WEEDS
Volume 5, Collected Poems, 2007
Preview
Christmas Morning at Mattapoisett
The harbor is empty of boats.
The bright light glints off the waves and the buoys,
sending signals.
Mergansers fish the shallows close in by docks.
As I drink my tea,
the buffleheads flash through their dives.
It's an icy scene
and one I'm happy to view through two panes of glass.

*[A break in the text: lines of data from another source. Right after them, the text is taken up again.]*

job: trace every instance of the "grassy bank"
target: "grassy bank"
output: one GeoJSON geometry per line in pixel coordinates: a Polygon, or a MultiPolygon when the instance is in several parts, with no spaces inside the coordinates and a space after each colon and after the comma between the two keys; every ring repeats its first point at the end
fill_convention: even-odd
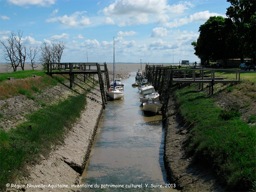
{"type": "Polygon", "coordinates": [[[19,95],[24,95],[34,99],[35,98],[32,96],[33,93],[40,92],[47,87],[56,85],[59,82],[63,82],[65,80],[64,78],[60,75],[53,75],[53,78],[52,78],[42,71],[33,70],[1,74],[0,77],[1,81],[0,81],[1,100],[19,95]],[[31,77],[32,74],[35,74],[39,76],[36,78],[31,77]],[[14,77],[15,79],[16,80],[14,81],[6,80],[7,76],[14,77]]]}
{"type": "Polygon", "coordinates": [[[197,87],[175,92],[179,113],[191,129],[188,153],[195,162],[213,168],[227,190],[255,189],[256,131],[255,124],[248,123],[255,116],[243,121],[239,109],[217,107],[197,87]]]}
{"type": "Polygon", "coordinates": [[[1,188],[26,174],[26,167],[47,156],[53,146],[63,140],[67,128],[80,116],[86,103],[85,93],[71,96],[59,104],[46,106],[26,116],[16,128],[1,130],[1,188]]]}
{"type": "Polygon", "coordinates": [[[7,80],[8,80],[7,78],[7,77],[14,77],[14,79],[25,79],[32,77],[32,74],[38,76],[44,76],[46,75],[45,73],[43,71],[28,70],[14,71],[11,73],[0,74],[0,82],[7,80]]]}

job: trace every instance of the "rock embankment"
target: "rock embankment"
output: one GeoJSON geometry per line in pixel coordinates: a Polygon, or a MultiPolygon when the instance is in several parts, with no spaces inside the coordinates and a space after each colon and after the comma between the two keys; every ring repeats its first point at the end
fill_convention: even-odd
{"type": "MultiPolygon", "coordinates": [[[[186,153],[189,131],[181,125],[174,95],[170,96],[165,128],[164,160],[170,182],[182,191],[223,191],[210,171],[195,166],[186,153]]],[[[195,162],[193,162],[195,163],[195,162]]]]}

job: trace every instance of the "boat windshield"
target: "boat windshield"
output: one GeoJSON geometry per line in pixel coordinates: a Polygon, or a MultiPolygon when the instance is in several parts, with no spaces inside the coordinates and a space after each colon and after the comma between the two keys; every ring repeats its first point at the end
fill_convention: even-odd
{"type": "Polygon", "coordinates": [[[146,89],[146,90],[143,91],[143,94],[144,95],[146,95],[150,93],[155,93],[155,92],[154,88],[149,89],[146,89]]]}

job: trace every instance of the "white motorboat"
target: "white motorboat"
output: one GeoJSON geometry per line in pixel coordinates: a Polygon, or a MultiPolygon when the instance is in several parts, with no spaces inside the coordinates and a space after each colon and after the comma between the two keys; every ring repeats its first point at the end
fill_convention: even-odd
{"type": "Polygon", "coordinates": [[[121,82],[121,79],[115,80],[115,39],[114,38],[114,60],[113,62],[113,81],[110,83],[110,90],[107,95],[113,100],[119,99],[124,97],[124,87],[121,82]],[[114,83],[114,82],[116,83],[114,83]],[[118,85],[117,84],[118,83],[118,85]],[[115,86],[116,85],[116,86],[115,86]],[[112,86],[112,87],[111,87],[112,86]]]}
{"type": "Polygon", "coordinates": [[[161,101],[149,99],[148,101],[143,103],[143,110],[156,114],[161,109],[162,106],[163,104],[161,101]]]}
{"type": "Polygon", "coordinates": [[[108,93],[109,98],[113,100],[119,99],[124,97],[124,91],[116,88],[108,93]]]}
{"type": "Polygon", "coordinates": [[[140,80],[138,83],[138,89],[139,90],[139,91],[140,90],[140,88],[142,87],[142,85],[145,84],[147,82],[147,79],[144,79],[140,80]]]}
{"type": "Polygon", "coordinates": [[[152,100],[158,100],[160,94],[155,90],[154,87],[151,85],[147,86],[140,89],[142,96],[140,97],[140,102],[144,103],[148,101],[149,99],[152,100]]]}

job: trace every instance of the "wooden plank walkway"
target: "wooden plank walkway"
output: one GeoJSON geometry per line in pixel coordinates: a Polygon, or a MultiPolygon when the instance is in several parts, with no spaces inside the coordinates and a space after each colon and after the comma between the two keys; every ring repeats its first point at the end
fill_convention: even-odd
{"type": "Polygon", "coordinates": [[[179,87],[181,83],[199,84],[199,89],[203,89],[204,83],[209,85],[209,94],[213,94],[213,87],[216,83],[237,83],[240,81],[240,70],[182,67],[171,65],[146,64],[145,76],[160,94],[160,99],[163,102],[162,108],[163,119],[166,118],[166,110],[172,84],[177,83],[179,87]],[[225,77],[215,77],[216,71],[228,71],[236,73],[236,79],[228,80],[225,77]]]}
{"type": "Polygon", "coordinates": [[[68,74],[69,76],[69,86],[73,87],[73,83],[75,82],[75,75],[83,75],[83,82],[88,79],[87,75],[93,75],[93,83],[94,83],[94,75],[97,75],[98,77],[99,87],[101,94],[102,105],[103,108],[107,103],[106,93],[104,87],[104,79],[102,74],[104,74],[105,85],[106,90],[110,87],[108,69],[106,63],[100,64],[98,63],[60,63],[45,64],[47,67],[47,74],[50,76],[56,74],[68,74]]]}

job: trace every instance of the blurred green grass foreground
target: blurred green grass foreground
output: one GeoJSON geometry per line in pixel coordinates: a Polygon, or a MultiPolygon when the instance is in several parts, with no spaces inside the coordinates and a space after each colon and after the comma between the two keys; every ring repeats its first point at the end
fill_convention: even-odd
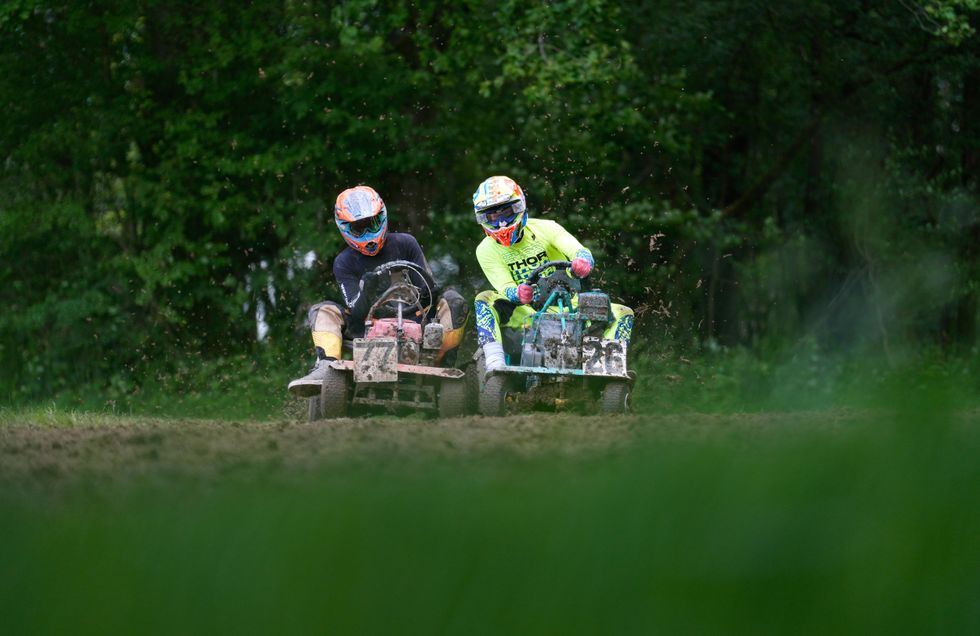
{"type": "MultiPolygon", "coordinates": [[[[980,633],[973,380],[910,382],[803,419],[467,418],[415,447],[386,441],[398,421],[252,425],[263,447],[370,442],[302,467],[258,459],[242,423],[194,472],[0,469],[2,631],[980,633]],[[562,442],[603,426],[628,443],[562,442]],[[538,446],[459,446],[495,427],[538,446]]],[[[168,426],[205,434],[126,422],[164,448],[168,426]]]]}

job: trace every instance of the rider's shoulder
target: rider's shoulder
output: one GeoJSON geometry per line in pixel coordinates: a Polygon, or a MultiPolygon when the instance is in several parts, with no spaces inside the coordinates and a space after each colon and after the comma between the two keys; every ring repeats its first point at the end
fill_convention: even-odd
{"type": "Polygon", "coordinates": [[[539,219],[539,218],[529,218],[527,220],[527,226],[538,232],[549,232],[554,230],[563,229],[561,224],[557,221],[552,221],[551,219],[539,219]]]}
{"type": "Polygon", "coordinates": [[[483,240],[480,241],[476,246],[476,255],[479,257],[481,254],[493,254],[496,251],[497,242],[494,241],[489,236],[484,236],[483,240]]]}
{"type": "Polygon", "coordinates": [[[388,232],[387,240],[391,241],[392,243],[419,244],[418,239],[408,232],[388,232]]]}

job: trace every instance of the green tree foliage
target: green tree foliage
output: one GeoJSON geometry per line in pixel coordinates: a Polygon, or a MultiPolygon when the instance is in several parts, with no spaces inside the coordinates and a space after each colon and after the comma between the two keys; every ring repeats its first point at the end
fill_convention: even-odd
{"type": "MultiPolygon", "coordinates": [[[[490,174],[657,341],[971,344],[975,0],[0,8],[0,395],[305,345],[336,194],[479,272],[490,174]],[[316,254],[312,268],[304,255],[316,254]]],[[[686,346],[686,345],[685,345],[686,346]]]]}

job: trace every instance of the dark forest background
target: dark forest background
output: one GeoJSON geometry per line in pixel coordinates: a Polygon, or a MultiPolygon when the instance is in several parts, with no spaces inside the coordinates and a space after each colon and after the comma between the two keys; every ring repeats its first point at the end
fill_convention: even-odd
{"type": "Polygon", "coordinates": [[[976,356],[978,9],[9,0],[0,401],[305,370],[337,193],[470,293],[492,174],[592,248],[637,363],[976,356]]]}

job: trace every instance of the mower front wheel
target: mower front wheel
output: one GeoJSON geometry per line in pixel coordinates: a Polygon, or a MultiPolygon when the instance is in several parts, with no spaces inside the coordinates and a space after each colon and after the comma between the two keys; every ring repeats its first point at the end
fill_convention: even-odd
{"type": "Polygon", "coordinates": [[[347,416],[350,378],[345,371],[328,368],[320,386],[320,413],[329,420],[347,416]]]}
{"type": "Polygon", "coordinates": [[[609,382],[606,386],[602,387],[602,395],[599,398],[599,411],[604,415],[629,413],[630,397],[629,382],[622,380],[609,382]]]}

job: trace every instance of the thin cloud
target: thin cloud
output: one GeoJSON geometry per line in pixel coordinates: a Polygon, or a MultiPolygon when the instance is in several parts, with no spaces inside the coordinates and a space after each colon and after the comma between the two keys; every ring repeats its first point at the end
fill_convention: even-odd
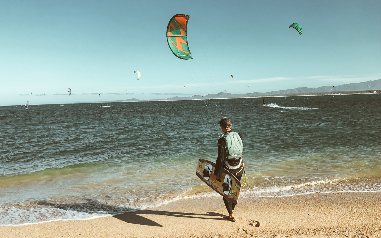
{"type": "Polygon", "coordinates": [[[131,95],[131,94],[135,94],[134,93],[106,93],[106,94],[114,94],[114,95],[131,95]]]}
{"type": "Polygon", "coordinates": [[[307,77],[307,78],[329,78],[331,76],[310,76],[309,77],[307,77]]]}
{"type": "Polygon", "coordinates": [[[151,93],[151,94],[154,95],[190,95],[189,93],[151,93]]]}
{"type": "Polygon", "coordinates": [[[267,83],[268,82],[275,82],[277,81],[290,80],[291,79],[291,78],[288,77],[278,77],[276,78],[259,78],[259,79],[252,79],[249,80],[231,80],[228,81],[230,82],[231,83],[267,83]]]}

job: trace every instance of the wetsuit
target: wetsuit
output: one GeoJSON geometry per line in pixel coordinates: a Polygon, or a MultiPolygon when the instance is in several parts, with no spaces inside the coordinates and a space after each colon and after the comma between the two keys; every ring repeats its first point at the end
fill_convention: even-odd
{"type": "MultiPolygon", "coordinates": [[[[226,132],[225,134],[232,132],[232,131],[231,130],[229,131],[226,132]]],[[[237,134],[238,134],[238,135],[241,138],[241,140],[242,140],[242,136],[241,134],[239,133],[237,133],[237,134]]],[[[242,177],[242,175],[243,173],[243,163],[241,163],[240,166],[237,168],[233,169],[229,169],[225,165],[225,163],[224,163],[226,161],[226,158],[224,157],[226,155],[225,151],[227,149],[227,148],[226,148],[226,141],[223,137],[221,137],[218,139],[218,141],[217,142],[217,146],[218,147],[218,154],[217,155],[217,160],[216,161],[216,167],[215,168],[215,171],[213,174],[215,175],[218,174],[218,172],[219,172],[219,170],[222,167],[223,167],[224,168],[233,174],[233,175],[237,178],[238,181],[240,182],[241,178],[242,177]]],[[[242,162],[242,159],[240,158],[240,159],[241,160],[241,162],[242,162]]],[[[223,198],[224,200],[224,203],[225,203],[225,206],[226,207],[226,209],[227,210],[228,212],[229,212],[229,214],[232,214],[233,210],[234,209],[236,204],[228,201],[225,198],[223,197],[223,198]]]]}

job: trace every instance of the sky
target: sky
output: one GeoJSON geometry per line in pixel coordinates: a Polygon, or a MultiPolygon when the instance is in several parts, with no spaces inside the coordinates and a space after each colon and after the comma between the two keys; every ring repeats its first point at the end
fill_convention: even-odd
{"type": "Polygon", "coordinates": [[[380,13],[379,0],[0,0],[0,105],[379,79],[380,13]],[[177,58],[167,43],[168,22],[179,13],[190,16],[192,59],[177,58]],[[288,28],[293,23],[301,35],[288,28]]]}

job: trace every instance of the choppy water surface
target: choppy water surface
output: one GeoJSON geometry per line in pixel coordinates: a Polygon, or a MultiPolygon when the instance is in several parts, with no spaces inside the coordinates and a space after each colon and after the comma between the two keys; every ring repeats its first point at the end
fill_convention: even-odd
{"type": "Polygon", "coordinates": [[[0,225],[219,198],[195,167],[221,112],[243,137],[241,197],[381,190],[379,94],[262,99],[0,107],[0,225]]]}

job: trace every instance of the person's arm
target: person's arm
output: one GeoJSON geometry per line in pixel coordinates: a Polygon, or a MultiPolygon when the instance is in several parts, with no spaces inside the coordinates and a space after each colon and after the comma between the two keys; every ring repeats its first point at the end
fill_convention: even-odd
{"type": "Polygon", "coordinates": [[[222,165],[224,162],[224,156],[225,155],[225,145],[226,142],[225,140],[223,138],[220,138],[217,142],[217,147],[218,150],[218,153],[217,156],[217,160],[216,160],[216,167],[215,167],[215,171],[213,173],[215,175],[217,175],[219,172],[219,170],[222,167],[222,165]]]}

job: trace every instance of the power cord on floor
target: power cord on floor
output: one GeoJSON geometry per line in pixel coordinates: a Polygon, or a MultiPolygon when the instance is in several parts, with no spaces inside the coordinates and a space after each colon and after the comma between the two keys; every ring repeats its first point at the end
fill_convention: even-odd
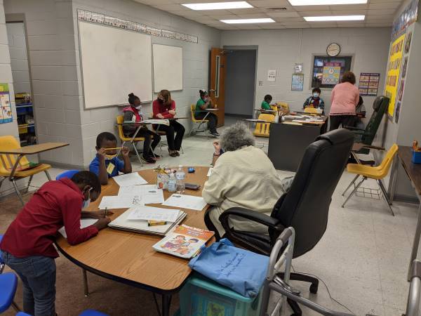
{"type": "Polygon", "coordinates": [[[316,279],[317,279],[319,281],[321,281],[321,283],[323,283],[323,284],[326,288],[326,291],[328,291],[328,294],[329,295],[329,297],[330,298],[330,300],[333,301],[337,304],[338,304],[338,305],[341,305],[342,307],[343,307],[344,308],[347,309],[351,314],[355,315],[355,313],[352,310],[351,310],[349,308],[348,308],[344,304],[342,304],[342,303],[339,302],[338,300],[336,300],[336,299],[335,299],[335,298],[333,298],[332,297],[332,296],[330,295],[330,291],[329,291],[329,288],[328,287],[328,286],[326,285],[326,284],[325,283],[325,282],[323,279],[321,279],[321,278],[319,277],[317,275],[312,275],[311,273],[306,273],[306,272],[302,272],[295,271],[295,269],[294,269],[294,267],[293,266],[293,265],[291,265],[291,268],[293,268],[293,271],[294,271],[294,272],[295,272],[295,273],[300,273],[300,275],[309,275],[310,277],[314,277],[316,279]]]}

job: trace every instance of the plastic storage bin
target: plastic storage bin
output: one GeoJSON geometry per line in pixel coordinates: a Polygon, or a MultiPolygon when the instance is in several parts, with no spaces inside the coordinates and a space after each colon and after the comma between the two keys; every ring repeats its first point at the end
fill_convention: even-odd
{"type": "Polygon", "coordinates": [[[412,162],[414,164],[421,164],[421,152],[413,151],[412,162]]]}
{"type": "MultiPolygon", "coordinates": [[[[180,315],[258,316],[261,295],[249,298],[197,273],[180,292],[180,315]]],[[[178,315],[178,314],[175,314],[178,315]]]]}

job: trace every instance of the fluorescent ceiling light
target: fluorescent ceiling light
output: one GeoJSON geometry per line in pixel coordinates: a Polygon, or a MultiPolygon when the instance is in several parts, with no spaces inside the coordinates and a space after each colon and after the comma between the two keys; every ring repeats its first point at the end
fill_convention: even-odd
{"type": "Polygon", "coordinates": [[[305,16],[307,22],[322,21],[363,21],[366,15],[328,15],[328,16],[305,16]]]}
{"type": "Polygon", "coordinates": [[[223,10],[253,8],[251,4],[248,4],[246,1],[211,2],[209,4],[182,4],[182,6],[187,6],[192,10],[223,10]]]}
{"type": "Polygon", "coordinates": [[[288,0],[291,6],[334,6],[336,4],[365,4],[368,0],[288,0]]]}
{"type": "Polygon", "coordinates": [[[220,20],[220,21],[227,24],[246,24],[246,23],[270,23],[275,22],[272,19],[236,19],[236,20],[220,20]]]}

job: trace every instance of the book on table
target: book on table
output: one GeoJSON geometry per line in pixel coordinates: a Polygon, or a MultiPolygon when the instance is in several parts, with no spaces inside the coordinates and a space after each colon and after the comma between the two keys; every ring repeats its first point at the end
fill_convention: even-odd
{"type": "Polygon", "coordinates": [[[177,226],[152,247],[156,251],[189,259],[215,235],[214,232],[182,225],[177,226]]]}

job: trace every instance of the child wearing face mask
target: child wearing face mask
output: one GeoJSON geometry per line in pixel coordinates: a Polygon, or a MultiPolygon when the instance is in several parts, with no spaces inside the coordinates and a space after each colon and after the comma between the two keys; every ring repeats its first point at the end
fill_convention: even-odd
{"type": "Polygon", "coordinates": [[[131,173],[131,164],[128,159],[128,148],[121,150],[123,160],[117,157],[117,139],[114,134],[103,132],[97,136],[96,157],[89,165],[89,171],[100,178],[102,185],[108,184],[108,178],[119,176],[119,172],[131,173]]]}
{"type": "Polygon", "coordinates": [[[320,98],[320,93],[321,91],[319,88],[314,88],[313,89],[312,95],[311,97],[309,97],[304,105],[302,105],[302,108],[305,109],[306,107],[314,107],[314,108],[320,108],[323,110],[324,112],[324,101],[321,98],[320,98]]]}
{"type": "Polygon", "coordinates": [[[53,243],[58,231],[64,225],[67,242],[74,245],[107,228],[110,219],[104,211],[82,211],[82,205],[95,201],[100,193],[98,177],[90,171],[48,181],[35,191],[6,231],[0,255],[22,280],[25,313],[56,315],[55,259],[58,254],[53,243]],[[98,220],[81,228],[81,218],[98,220]]]}
{"type": "MultiPolygon", "coordinates": [[[[123,109],[124,121],[139,123],[143,121],[142,105],[139,97],[135,96],[132,92],[128,95],[128,103],[130,105],[123,109]]],[[[138,127],[139,126],[134,124],[131,126],[123,125],[123,133],[124,133],[126,137],[133,137],[138,127]]],[[[159,158],[159,155],[154,153],[153,150],[159,143],[161,136],[156,133],[149,130],[146,126],[142,126],[136,134],[136,137],[143,137],[145,138],[143,141],[143,153],[140,159],[147,164],[154,164],[155,159],[159,158]]]]}

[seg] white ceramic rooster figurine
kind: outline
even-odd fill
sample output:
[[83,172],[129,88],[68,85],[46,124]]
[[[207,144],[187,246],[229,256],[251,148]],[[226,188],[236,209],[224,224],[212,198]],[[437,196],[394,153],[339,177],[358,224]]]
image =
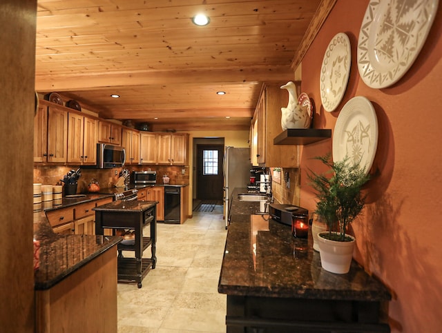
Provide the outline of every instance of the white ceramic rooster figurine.
[[281,127],[283,130],[287,128],[308,128],[310,125],[310,117],[306,110],[302,110],[298,101],[296,86],[292,81],[281,85],[281,89],[289,92],[289,103],[287,108],[281,108]]

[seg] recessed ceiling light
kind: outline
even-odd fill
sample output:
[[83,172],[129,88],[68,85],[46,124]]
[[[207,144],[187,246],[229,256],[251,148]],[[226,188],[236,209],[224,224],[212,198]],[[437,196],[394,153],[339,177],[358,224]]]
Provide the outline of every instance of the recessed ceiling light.
[[192,17],[192,22],[197,26],[207,26],[210,22],[210,19],[204,14],[198,14]]

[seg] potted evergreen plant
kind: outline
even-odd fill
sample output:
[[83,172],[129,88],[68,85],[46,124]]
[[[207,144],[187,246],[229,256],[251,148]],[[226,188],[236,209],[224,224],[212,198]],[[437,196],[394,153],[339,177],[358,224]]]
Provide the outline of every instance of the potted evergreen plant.
[[348,157],[335,163],[329,153],[314,159],[329,168],[324,173],[309,170],[308,174],[318,199],[315,212],[328,229],[318,234],[321,265],[333,273],[347,273],[355,240],[346,230],[364,208],[365,196],[361,190],[369,176]]

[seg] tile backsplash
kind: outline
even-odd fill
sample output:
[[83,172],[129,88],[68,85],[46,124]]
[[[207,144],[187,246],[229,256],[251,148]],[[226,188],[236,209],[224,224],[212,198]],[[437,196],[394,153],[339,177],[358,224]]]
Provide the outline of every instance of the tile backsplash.
[[[41,183],[44,185],[57,185],[60,179],[70,170],[77,170],[78,165],[34,165],[34,183]],[[81,168],[81,167],[80,167]],[[189,166],[175,165],[126,165],[131,172],[140,170],[155,170],[157,172],[157,183],[162,184],[163,175],[167,174],[171,184],[189,183]],[[184,173],[183,173],[184,170]],[[98,181],[102,188],[113,187],[119,178],[122,168],[115,169],[88,169],[81,168],[81,176],[78,180],[77,193],[87,192],[88,185],[93,178]],[[61,183],[62,184],[62,183]]]

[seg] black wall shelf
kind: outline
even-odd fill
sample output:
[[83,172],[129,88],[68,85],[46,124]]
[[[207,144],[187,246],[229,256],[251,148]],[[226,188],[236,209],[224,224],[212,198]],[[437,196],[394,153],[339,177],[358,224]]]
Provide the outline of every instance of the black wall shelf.
[[331,137],[332,130],[289,128],[273,139],[273,144],[307,145]]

The morning it was sixteen degrees
and the sky was dark when I wen with my dog to the
beach.
Merry Christmas fleas.
Merry Christmas Orion and stars.
Merry Christmas Venus.
Wind as sharp, breath was easy to see and I stood and
listened
as the day extended its lease:
first cries of gulls,
then the gabbling of geese and of ducks,
soon the whine of trucks
moving fast up on 195 on their way to Boston.
Christmas After
There is a compelling sadness to Christ's event,
hope thrown away with wrappings,
expectance spent,
and only bills left to pay.
It's another day.
Reality arrives with indifference.
And this time we never made it.
We turned back home,
kids wrapped up in blankets and coats,
and the heater cone
no longer the least bit combative.
Should we have to eat,
I feared cafes would be closed.
Our gas was low;
and tires we rode on were old,
the tread worn thin.
I knew if a storm should come in
with the air so cold,
I'd have enough worry
to bank it.
Still as I drove,
I remembered how first I learned wonder,
how beside a tree
made of lights
I lay down on the floor,
in my heart conceived
a world lived by wish
without guile
where a wish expressed
by a child, no matter how poor
was a gift received.
It's to such as these
that the promise of heaven is given
Trust does not last long.
The snow as we drive becomes heavy.
The wipers freeze with the build up
and clack forth and back.
We follow tracks
made by others who have hurried before,
who we hope could see
a road now as blank as the snow
filling up black trees.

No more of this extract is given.